Betonwüste Stadt – ohne Zweifel ist sie ein Höhepunkt der „Un-Natürlichkeit“. Kaum ein Fleckchen Boden bleibt frei, es findet sich kaum Grün und Straßenlaternen, und Neonreklamen machen auch die Nächte taghell. Kaum vorstellbar, daß sich hier noch Pflanzen und Tiere aufhalten und sogar vermehren können. Aber dennoch tun sie es.
Und es sind keineswegs nur die allgegenwärtigen Tauben und Spatzen, die hier in der scheinbar so feindlichen Umgebung überleben, sondern auch eine Reihe von seltenen Tier- und Pflanzenarten fand hier eine Art Refugium. So wurden in München zum Beispiel so seltene Vogelarten wie Halsbandschnäpper, Baumfalke und Braunkehlchen heimisch, viele wärmeliebende Pflanzenarten sind zum Überleben auf die Wärmeinsel Stadt angewiesen.
In den achtziger Jahren ergab eine Zählung der Brutvogelarten im Münchener Stadtgebiet, daß über 100 verschiedenen Vogelarten ihr Quartier hier dauerhaft bezogen hatten. Für ein Gebiet von rund 300 Quadratkilometern Größe liegt diese Zahl sogar etwas über dem Landesdurchschnitt. Selbst im Stadtkern brüteten immerhin noch sechs bis acht verschiedenen Arten, nicht weniger als in einem intensiv landwirtschaftlich genutzten Gebiet vergleichbarer Größe. Insgesamt fanden die Zähler 265 Vogelarten und Zählungen in anderen Großstädten zeigten ähnliche Ergebnisse. Von Artenarmut in der Stadt kann, zumindest was die Vogelpopulation betrifft, offensichtlich keine Rede sein.
Auch für die Insekten gehört die Stadt zu einem der artenreicheren Lebensräume: In Leipzig hat man allein unter den Laufkäfern 175 verschiedene Arten gezählt und bei einer Schmetterlingszählung im Innenhof des Münchener Schlosses Nymphenburg wurden 320 verschiedenen Schmetterlingsarten nachgewiesen.
Aber wie steht es um die Pflanzenvielfalt in der Stadt? Pflanzen sind schon allein wegen ihrer Unbeweglichkeit in der Stadt erheblich mehr gefährdet als Tiere.

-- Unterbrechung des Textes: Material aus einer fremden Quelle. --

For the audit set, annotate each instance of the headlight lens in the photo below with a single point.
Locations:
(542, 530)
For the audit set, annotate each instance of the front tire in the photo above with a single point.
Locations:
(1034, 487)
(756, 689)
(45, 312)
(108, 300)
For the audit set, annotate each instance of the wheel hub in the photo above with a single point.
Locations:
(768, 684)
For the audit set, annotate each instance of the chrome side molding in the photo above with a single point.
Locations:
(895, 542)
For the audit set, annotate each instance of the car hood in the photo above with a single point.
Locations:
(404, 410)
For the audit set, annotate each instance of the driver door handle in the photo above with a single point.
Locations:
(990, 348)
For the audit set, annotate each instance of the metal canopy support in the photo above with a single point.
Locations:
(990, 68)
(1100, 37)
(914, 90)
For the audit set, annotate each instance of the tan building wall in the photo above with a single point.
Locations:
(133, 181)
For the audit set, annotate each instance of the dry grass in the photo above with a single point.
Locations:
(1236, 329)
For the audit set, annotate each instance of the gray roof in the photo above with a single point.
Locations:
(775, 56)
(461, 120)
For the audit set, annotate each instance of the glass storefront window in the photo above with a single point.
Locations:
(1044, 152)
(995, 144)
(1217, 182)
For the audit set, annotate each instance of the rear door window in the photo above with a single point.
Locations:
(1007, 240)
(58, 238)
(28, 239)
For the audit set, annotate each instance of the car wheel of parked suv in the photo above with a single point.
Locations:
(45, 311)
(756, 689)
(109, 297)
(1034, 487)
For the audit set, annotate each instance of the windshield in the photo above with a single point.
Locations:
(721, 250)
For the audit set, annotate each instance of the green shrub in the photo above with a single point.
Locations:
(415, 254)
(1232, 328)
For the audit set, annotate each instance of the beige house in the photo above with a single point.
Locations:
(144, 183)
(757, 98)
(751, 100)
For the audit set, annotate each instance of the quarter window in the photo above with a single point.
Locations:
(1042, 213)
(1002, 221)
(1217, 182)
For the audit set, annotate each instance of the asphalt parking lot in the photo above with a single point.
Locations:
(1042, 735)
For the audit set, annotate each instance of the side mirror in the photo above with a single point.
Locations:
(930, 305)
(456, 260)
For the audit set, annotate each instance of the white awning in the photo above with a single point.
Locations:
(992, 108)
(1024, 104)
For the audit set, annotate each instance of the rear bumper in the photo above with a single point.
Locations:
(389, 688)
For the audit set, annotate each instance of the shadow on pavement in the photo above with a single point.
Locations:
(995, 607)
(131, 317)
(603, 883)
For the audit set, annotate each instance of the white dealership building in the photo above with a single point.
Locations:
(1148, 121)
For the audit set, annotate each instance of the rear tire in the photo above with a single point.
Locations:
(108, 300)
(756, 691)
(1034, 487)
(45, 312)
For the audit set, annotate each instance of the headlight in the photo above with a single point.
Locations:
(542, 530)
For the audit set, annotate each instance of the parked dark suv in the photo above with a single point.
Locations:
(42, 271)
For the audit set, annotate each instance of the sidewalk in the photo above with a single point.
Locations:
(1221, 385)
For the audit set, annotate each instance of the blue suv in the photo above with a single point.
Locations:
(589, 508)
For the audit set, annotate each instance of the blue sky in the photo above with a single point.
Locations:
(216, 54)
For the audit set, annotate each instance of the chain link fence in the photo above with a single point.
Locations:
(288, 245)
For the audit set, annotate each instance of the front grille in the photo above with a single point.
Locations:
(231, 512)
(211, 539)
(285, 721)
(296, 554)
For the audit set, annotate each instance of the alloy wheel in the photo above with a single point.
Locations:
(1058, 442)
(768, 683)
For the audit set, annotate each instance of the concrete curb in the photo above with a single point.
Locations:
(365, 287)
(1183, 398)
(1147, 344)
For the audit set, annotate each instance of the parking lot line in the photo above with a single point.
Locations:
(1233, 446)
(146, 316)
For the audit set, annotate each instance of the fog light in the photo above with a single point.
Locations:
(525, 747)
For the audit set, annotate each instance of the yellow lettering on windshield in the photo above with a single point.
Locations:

Sie können weder den Baggern noch dem Verkehr ausweichen und sind Schadstoffen aus Luft, Wasser und Boden ungeschützt ausgesetzt. Dennoch liegt ihre Artenzahl sogar über der des agrarisch geprägten Umlandes. Nicht berücksichtigt sind bei dieser Zählung allerdings Biomasse und die Anzahl der vertretenen Ordnungen und Familien. Häufig gehören die Stadtpflanzen zu nur wenigen Familien und ihre Biomasse ist natürlich insgesamt gesehen erheblich geringer als in den umliegenden Landschaften.

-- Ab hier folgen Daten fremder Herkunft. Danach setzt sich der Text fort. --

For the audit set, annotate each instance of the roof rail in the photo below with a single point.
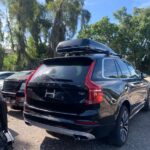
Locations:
(83, 46)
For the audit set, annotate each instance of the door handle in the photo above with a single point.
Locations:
(131, 85)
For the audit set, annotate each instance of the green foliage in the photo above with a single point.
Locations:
(9, 62)
(129, 36)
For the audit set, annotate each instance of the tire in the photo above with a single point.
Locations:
(120, 133)
(54, 134)
(147, 103)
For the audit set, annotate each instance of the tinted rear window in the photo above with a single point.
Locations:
(63, 72)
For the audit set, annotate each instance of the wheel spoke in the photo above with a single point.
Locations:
(124, 125)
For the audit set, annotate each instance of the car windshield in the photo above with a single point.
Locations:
(5, 75)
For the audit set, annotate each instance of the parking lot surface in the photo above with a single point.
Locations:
(33, 138)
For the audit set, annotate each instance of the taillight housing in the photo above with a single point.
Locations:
(95, 91)
(29, 78)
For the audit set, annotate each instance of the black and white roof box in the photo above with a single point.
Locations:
(85, 46)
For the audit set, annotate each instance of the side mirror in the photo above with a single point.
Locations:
(143, 75)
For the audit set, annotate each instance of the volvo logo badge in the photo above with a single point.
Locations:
(49, 94)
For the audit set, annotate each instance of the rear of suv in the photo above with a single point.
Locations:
(90, 93)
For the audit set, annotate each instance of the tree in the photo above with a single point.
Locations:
(130, 36)
(65, 17)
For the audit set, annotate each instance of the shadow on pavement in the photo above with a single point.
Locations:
(14, 133)
(16, 113)
(66, 143)
(139, 138)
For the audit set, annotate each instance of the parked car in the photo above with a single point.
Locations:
(13, 89)
(90, 92)
(4, 75)
(6, 139)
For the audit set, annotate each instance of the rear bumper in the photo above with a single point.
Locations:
(67, 126)
(63, 131)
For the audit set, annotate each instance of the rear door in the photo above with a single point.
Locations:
(142, 85)
(59, 85)
(133, 84)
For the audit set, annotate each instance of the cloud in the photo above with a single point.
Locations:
(145, 5)
(90, 3)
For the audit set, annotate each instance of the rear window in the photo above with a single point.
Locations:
(64, 72)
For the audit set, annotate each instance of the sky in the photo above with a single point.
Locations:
(101, 8)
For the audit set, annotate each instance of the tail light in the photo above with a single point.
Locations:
(29, 78)
(95, 91)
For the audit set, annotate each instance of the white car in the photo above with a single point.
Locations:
(4, 75)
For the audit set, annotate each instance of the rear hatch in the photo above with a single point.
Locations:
(59, 85)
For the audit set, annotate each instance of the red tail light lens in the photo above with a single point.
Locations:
(29, 78)
(95, 91)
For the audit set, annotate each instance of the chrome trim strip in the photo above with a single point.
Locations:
(40, 109)
(49, 117)
(8, 93)
(62, 130)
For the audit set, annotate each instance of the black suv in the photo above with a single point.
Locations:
(13, 89)
(6, 138)
(90, 92)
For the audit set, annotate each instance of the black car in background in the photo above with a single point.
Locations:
(90, 92)
(6, 138)
(3, 76)
(13, 89)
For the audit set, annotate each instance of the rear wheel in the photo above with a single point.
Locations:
(120, 133)
(147, 103)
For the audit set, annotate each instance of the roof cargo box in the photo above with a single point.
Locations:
(83, 46)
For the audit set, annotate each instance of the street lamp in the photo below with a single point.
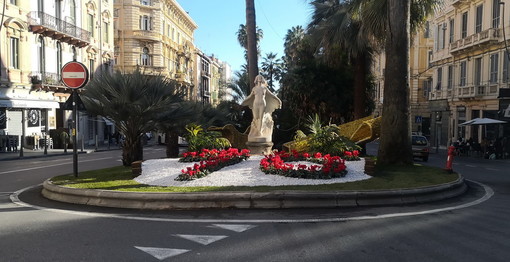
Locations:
(504, 39)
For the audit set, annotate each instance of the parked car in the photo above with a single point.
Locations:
(420, 146)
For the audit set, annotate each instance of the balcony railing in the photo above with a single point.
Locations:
(487, 36)
(45, 79)
(42, 23)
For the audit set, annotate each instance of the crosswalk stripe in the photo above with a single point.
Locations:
(235, 228)
(162, 253)
(202, 239)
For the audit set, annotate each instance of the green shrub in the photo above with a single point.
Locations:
(199, 139)
(324, 139)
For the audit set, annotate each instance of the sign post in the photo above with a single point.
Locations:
(75, 75)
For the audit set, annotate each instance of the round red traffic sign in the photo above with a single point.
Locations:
(75, 75)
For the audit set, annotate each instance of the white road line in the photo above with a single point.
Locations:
(61, 164)
(488, 194)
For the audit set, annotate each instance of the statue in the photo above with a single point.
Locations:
(262, 103)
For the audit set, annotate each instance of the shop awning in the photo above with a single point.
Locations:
(20, 103)
(108, 122)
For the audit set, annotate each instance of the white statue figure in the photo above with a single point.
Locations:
(262, 103)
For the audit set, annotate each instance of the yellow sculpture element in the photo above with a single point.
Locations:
(363, 130)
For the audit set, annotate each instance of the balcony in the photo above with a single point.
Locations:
(488, 36)
(50, 26)
(146, 35)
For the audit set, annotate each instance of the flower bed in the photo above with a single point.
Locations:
(210, 161)
(277, 163)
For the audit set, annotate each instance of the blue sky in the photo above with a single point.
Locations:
(219, 20)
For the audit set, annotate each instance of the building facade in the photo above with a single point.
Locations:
(155, 36)
(37, 38)
(470, 69)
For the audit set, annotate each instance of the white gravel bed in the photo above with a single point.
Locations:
(162, 172)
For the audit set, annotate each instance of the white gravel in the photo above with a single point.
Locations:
(162, 172)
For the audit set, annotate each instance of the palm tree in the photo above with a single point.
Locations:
(371, 18)
(272, 69)
(132, 101)
(293, 40)
(334, 26)
(251, 33)
(240, 87)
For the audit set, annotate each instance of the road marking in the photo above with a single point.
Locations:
(488, 194)
(202, 239)
(162, 253)
(235, 228)
(61, 164)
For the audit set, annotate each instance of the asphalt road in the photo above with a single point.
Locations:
(460, 229)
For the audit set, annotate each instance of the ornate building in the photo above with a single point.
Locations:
(155, 36)
(37, 38)
(470, 64)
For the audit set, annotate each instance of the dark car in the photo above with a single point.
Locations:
(420, 146)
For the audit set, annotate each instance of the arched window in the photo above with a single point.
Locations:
(145, 56)
(72, 6)
(75, 54)
(59, 58)
(41, 54)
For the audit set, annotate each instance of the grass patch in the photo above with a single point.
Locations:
(393, 177)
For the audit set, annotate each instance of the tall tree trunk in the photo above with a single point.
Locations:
(132, 150)
(395, 142)
(251, 33)
(172, 145)
(360, 80)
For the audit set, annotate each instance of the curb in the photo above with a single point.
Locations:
(247, 200)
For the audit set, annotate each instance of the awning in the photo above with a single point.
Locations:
(108, 122)
(19, 103)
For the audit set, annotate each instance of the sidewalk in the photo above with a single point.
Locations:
(29, 153)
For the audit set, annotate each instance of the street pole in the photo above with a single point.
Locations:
(75, 144)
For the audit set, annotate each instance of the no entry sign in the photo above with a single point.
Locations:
(75, 75)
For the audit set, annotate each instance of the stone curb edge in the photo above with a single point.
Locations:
(245, 200)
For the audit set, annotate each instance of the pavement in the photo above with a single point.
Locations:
(271, 200)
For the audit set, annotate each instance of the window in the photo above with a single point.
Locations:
(145, 56)
(145, 22)
(430, 59)
(72, 7)
(59, 58)
(441, 28)
(478, 71)
(495, 13)
(91, 68)
(464, 25)
(14, 52)
(439, 78)
(506, 76)
(493, 78)
(452, 31)
(450, 77)
(106, 32)
(463, 71)
(426, 33)
(479, 17)
(41, 54)
(91, 24)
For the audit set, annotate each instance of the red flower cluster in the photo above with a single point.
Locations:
(277, 163)
(210, 161)
(351, 155)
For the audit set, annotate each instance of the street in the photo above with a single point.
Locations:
(453, 230)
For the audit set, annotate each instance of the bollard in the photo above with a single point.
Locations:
(449, 159)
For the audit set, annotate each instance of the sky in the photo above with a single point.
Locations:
(219, 20)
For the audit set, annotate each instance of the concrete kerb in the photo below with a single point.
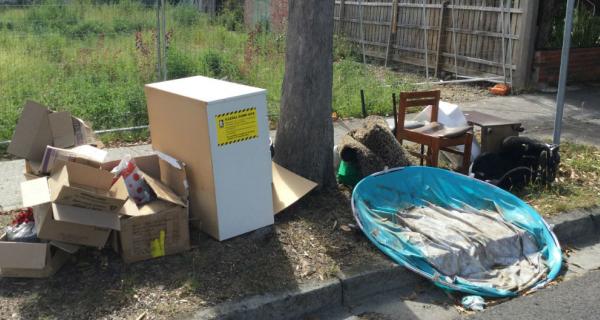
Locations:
(349, 290)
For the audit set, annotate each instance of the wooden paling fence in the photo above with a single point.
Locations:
(490, 39)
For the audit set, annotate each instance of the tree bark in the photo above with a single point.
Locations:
(304, 141)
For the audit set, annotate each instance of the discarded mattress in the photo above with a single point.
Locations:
(461, 233)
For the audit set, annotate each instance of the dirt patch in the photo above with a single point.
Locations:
(307, 243)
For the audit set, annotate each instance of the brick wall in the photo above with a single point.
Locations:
(584, 65)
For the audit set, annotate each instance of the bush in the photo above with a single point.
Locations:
(231, 15)
(179, 64)
(186, 15)
(87, 28)
(585, 34)
(217, 66)
(52, 16)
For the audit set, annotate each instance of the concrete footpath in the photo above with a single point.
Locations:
(393, 292)
(535, 111)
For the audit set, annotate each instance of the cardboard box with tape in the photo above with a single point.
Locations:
(220, 130)
(32, 260)
(160, 227)
(77, 204)
(41, 137)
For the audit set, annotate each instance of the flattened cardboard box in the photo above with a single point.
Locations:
(86, 187)
(39, 127)
(160, 227)
(56, 157)
(65, 223)
(31, 260)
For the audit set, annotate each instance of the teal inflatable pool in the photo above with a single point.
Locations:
(461, 233)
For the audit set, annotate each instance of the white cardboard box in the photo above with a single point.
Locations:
(220, 130)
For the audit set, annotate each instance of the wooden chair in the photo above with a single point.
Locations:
(433, 135)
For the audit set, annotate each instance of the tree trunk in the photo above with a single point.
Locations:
(304, 141)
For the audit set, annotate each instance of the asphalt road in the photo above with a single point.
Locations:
(575, 299)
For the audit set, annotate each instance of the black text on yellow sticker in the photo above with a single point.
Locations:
(236, 126)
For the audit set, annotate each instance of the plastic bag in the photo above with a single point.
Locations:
(22, 228)
(137, 187)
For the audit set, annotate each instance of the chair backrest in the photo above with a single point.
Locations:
(418, 99)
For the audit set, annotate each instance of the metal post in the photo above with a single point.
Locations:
(426, 40)
(158, 40)
(503, 42)
(395, 113)
(454, 41)
(362, 30)
(164, 35)
(564, 64)
(362, 103)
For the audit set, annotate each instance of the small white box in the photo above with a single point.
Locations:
(220, 130)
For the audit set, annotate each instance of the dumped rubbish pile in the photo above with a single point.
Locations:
(210, 171)
(369, 149)
(461, 233)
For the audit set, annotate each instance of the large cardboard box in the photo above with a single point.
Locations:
(160, 227)
(66, 223)
(86, 187)
(56, 157)
(31, 260)
(39, 127)
(220, 130)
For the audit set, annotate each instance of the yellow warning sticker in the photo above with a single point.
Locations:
(236, 126)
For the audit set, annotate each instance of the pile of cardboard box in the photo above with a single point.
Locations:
(76, 201)
(211, 143)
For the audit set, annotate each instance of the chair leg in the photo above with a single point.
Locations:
(467, 154)
(434, 154)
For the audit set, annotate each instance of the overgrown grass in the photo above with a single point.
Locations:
(577, 185)
(94, 60)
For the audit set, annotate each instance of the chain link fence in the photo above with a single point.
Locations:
(94, 59)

Dennoch zeigen diese Zahlen, daß das Klischee von der lebensfeindlichen Stadt nur bedingt der Realität entspricht. Die sich schnell verändernden Strukturen und Umweltbedingungen und die Menge der sehr unterschiedlichen Lebensräume auf engstem Raum stellen an die Stadtpflanzen- und Tiere extrem hohe Anforderungen. Den Arten, die sich an diese Bedingungen angepaßt haben, ist es aber zum Teil gelungen, die vermeintlichen Nachteile des Biotops Stadt zu ihrem Vorteil zu nutzen.